Şeker hastalığının önemli komplikasyonlarından biri olan ve diyabetin yarattığı olumsuz zeminde gelişen diyabetik ayak ülserleri, iyileşmeyen yara ve kangren nedeniyle ekstremite, hatta hayat kaybına yol açabilen ciddi olgular olduğunu söyleyen Dr. Sadi Kayıran, “Tüm diyabetlilerin yüzde 15’i hayatları boyunca bir kez diyabetik ayak sorunu yaşarlar. Travma dışı amputasyonların yüzde 50’si diyabetik ayak nedenidir. Kan kimyasında değişimler, damarsal yapılarda bozulmalar ve periferik sinirlerde bozulmalar” olduğunu paylaştı.
Diyabet belirtileri dikkate alınmalı
Aşırı susama, sık idrara çıkma, yorgunluk ve açıklanamayan kilo kaybının sık görülen belirtiler olmakla birlikte bazen de hiçbir belirtisinin olmadığının altını çizen Fiziksel Tıp ve Rehabilitasyon Uzmanı Dr.
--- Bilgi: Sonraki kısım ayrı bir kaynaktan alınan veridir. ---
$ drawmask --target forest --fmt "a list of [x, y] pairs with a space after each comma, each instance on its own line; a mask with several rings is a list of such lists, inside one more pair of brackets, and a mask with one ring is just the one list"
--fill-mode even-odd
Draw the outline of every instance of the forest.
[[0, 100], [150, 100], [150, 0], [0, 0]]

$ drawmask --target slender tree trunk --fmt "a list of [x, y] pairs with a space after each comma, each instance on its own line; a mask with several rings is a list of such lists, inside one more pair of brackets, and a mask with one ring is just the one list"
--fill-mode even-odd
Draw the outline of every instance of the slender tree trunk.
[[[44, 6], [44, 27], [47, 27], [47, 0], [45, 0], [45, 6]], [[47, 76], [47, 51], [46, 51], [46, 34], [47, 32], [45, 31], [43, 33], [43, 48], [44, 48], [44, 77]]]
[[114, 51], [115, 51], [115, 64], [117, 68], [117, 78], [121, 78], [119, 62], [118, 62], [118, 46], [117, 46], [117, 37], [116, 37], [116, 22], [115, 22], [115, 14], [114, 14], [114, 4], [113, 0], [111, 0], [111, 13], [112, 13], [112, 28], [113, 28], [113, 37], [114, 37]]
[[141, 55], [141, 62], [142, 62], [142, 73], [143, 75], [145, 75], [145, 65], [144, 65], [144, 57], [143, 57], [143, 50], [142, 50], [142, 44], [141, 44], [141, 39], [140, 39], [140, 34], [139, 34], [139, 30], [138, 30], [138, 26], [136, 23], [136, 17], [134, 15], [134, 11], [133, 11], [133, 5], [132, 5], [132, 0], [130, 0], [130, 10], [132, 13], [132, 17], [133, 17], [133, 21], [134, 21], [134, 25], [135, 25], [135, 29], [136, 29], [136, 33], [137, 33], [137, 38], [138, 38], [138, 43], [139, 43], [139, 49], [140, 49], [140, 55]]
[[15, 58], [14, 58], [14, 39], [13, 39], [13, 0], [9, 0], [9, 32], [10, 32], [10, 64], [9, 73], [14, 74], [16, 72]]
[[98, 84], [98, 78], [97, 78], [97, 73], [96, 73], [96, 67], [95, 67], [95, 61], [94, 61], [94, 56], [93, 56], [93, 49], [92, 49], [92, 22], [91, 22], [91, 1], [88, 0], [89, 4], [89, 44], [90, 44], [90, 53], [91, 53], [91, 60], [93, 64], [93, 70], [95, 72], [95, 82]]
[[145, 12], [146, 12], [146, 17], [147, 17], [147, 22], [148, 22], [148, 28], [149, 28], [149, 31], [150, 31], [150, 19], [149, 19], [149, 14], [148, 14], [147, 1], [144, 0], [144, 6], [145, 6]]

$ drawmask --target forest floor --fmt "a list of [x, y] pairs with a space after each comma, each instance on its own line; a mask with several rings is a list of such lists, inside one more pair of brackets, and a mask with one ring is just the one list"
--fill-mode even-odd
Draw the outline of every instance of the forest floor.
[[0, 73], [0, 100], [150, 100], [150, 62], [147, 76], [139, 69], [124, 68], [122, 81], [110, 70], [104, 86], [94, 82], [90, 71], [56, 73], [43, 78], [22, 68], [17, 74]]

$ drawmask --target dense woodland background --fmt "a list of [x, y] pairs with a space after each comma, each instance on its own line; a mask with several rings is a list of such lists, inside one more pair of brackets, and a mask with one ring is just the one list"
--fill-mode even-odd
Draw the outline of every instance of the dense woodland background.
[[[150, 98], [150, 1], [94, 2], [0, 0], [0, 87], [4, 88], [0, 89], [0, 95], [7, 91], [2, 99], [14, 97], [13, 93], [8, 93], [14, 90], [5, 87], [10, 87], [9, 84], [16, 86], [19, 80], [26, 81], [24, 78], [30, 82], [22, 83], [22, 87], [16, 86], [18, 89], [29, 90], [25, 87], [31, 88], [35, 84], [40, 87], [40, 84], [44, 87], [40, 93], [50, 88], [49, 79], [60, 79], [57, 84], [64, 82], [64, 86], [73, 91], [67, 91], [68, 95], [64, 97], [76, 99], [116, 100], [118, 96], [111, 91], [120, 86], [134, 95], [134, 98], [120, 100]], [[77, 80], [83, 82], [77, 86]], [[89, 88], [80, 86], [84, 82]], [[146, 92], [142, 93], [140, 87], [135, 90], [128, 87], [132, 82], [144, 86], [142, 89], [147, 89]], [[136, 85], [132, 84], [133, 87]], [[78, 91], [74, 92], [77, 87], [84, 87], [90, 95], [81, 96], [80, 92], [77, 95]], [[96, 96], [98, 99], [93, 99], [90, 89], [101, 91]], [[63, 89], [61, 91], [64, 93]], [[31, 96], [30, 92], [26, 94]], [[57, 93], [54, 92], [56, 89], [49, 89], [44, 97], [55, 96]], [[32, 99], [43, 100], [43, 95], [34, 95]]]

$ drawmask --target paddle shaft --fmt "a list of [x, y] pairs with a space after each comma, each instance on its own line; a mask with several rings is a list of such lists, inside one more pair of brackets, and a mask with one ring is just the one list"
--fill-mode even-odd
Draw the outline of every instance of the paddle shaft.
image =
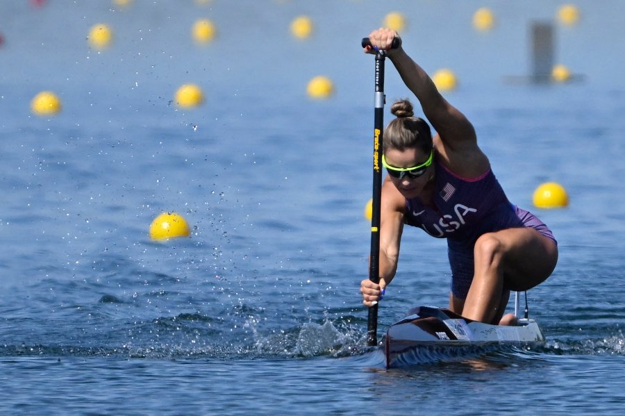
[[[392, 48], [397, 48], [400, 42], [393, 40]], [[362, 47], [371, 46], [368, 38], [362, 39]], [[378, 50], [376, 53], [375, 106], [374, 109], [374, 158], [373, 196], [371, 215], [371, 253], [369, 263], [369, 279], [377, 283], [380, 281], [380, 206], [382, 201], [382, 144], [384, 130], [384, 63], [386, 52]], [[378, 305], [369, 308], [367, 325], [367, 344], [378, 344]]]

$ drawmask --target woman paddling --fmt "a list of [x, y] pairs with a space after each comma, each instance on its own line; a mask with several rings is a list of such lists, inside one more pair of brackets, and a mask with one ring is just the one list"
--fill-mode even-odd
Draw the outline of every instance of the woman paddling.
[[427, 123], [414, 117], [408, 100], [393, 104], [397, 118], [383, 136], [388, 174], [382, 186], [380, 281], [360, 283], [363, 303], [376, 304], [393, 279], [407, 224], [447, 239], [452, 311], [482, 322], [513, 324], [512, 314], [502, 319], [510, 291], [526, 290], [549, 276], [557, 242], [538, 217], [508, 200], [472, 124], [401, 46], [390, 49], [395, 38], [393, 30], [374, 31], [365, 51], [387, 51], [436, 134], [433, 138]]

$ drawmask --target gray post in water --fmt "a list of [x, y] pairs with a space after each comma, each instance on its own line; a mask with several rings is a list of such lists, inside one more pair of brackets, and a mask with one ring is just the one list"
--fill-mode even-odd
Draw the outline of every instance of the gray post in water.
[[532, 78], [534, 82], [549, 82], [553, 68], [553, 25], [535, 22], [531, 31]]

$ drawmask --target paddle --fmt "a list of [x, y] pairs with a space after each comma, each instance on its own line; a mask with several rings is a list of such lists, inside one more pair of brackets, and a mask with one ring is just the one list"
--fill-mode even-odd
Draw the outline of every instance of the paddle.
[[[399, 38], [393, 39], [391, 48], [401, 44]], [[371, 47], [369, 38], [364, 38], [362, 47]], [[373, 198], [371, 215], [371, 254], [369, 263], [369, 279], [377, 283], [380, 281], [380, 205], [382, 200], [382, 144], [384, 130], [384, 62], [386, 51], [376, 51], [375, 106], [374, 110], [374, 160]], [[378, 344], [378, 304], [369, 308], [367, 325], [367, 344]]]

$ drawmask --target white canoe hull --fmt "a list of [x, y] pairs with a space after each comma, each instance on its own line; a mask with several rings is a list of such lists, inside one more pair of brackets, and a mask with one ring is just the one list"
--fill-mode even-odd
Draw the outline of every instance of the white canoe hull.
[[514, 326], [471, 321], [447, 309], [420, 306], [391, 325], [386, 333], [387, 367], [462, 356], [501, 345], [538, 345], [544, 335], [533, 319]]

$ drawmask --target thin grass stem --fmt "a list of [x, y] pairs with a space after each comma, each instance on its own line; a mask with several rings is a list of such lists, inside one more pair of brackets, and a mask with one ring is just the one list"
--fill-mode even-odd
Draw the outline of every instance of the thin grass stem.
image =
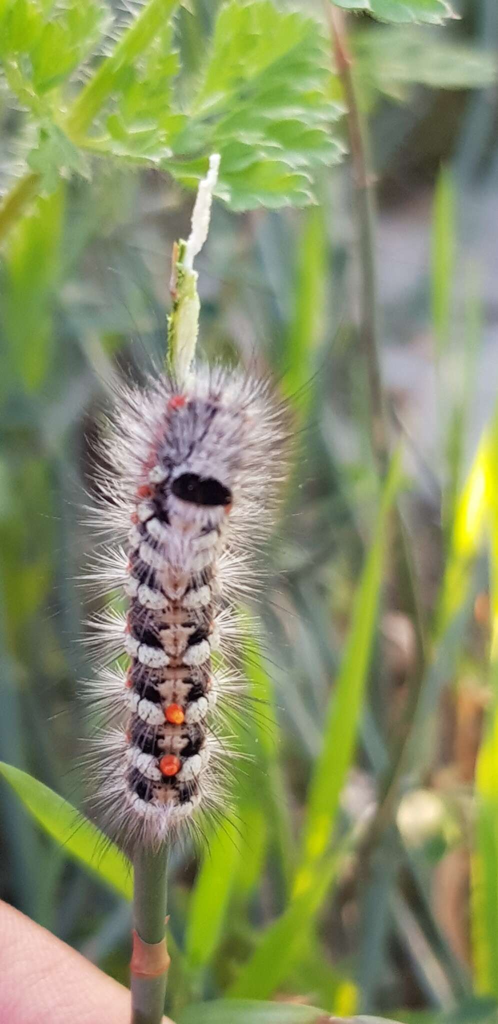
[[168, 851], [139, 848], [133, 868], [131, 1024], [160, 1024], [169, 967], [165, 939]]

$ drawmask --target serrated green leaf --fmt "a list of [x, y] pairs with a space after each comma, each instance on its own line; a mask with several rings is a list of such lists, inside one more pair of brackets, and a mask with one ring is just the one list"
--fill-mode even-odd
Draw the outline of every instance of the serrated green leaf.
[[496, 81], [489, 52], [456, 43], [429, 29], [374, 28], [354, 34], [364, 88], [403, 99], [406, 86], [435, 89], [484, 88]]
[[91, 177], [86, 154], [48, 119], [40, 126], [38, 145], [28, 155], [28, 166], [40, 174], [42, 188], [48, 193], [56, 188], [60, 177], [70, 177], [72, 173]]
[[215, 999], [186, 1007], [178, 1024], [322, 1024], [328, 1015], [315, 1007], [252, 999]]
[[231, 0], [219, 10], [189, 124], [173, 140], [175, 155], [190, 159], [165, 169], [194, 184], [200, 153], [217, 152], [216, 194], [233, 209], [313, 203], [317, 169], [344, 152], [331, 133], [342, 114], [331, 78], [317, 22], [271, 0]]
[[381, 22], [443, 25], [455, 12], [447, 0], [334, 0], [345, 10], [368, 11]]
[[118, 848], [88, 818], [43, 782], [0, 761], [0, 774], [31, 816], [69, 857], [80, 861], [121, 896], [131, 899], [131, 867]]

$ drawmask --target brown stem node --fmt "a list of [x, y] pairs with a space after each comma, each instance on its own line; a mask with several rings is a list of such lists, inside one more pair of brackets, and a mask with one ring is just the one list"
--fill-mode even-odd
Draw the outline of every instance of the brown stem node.
[[166, 974], [169, 965], [166, 939], [162, 939], [161, 942], [143, 942], [133, 930], [130, 970], [135, 978], [159, 978], [162, 974]]

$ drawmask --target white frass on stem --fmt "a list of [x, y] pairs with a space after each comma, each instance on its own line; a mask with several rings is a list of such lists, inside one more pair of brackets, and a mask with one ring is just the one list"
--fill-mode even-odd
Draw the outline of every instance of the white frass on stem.
[[199, 183], [191, 233], [186, 242], [180, 240], [173, 250], [170, 285], [173, 308], [168, 316], [168, 369], [180, 387], [189, 380], [199, 335], [200, 302], [194, 259], [208, 236], [219, 160], [218, 153], [211, 154], [206, 177]]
Sadi Kayıran, “Belirtilerden biri veya birkaçı var ise vakit geçirmeden bir sağlık kuruluşuna gidilmeli. Tip 1 diyabetin ortaya çıkışı genelde ani ve dramatik olur. Tip 1 diyabetin belirtileri daha az sıklıkta ama aynı biçimde tip 2 diyabetli kişilerde de olabilir. Tip 2 diyabetin ortaya çıkışı daha yavaştır ve bu yüzden tespiti de daha zordur. Bazı tip 2 diyabetli kişilerde hiçbir erken belirti görülmez ve başlangıçtan birkaç yıl sonra çeşitli diyabet komplikasyonları varlığıyla teşhis koyulur” şeklinde konuştu.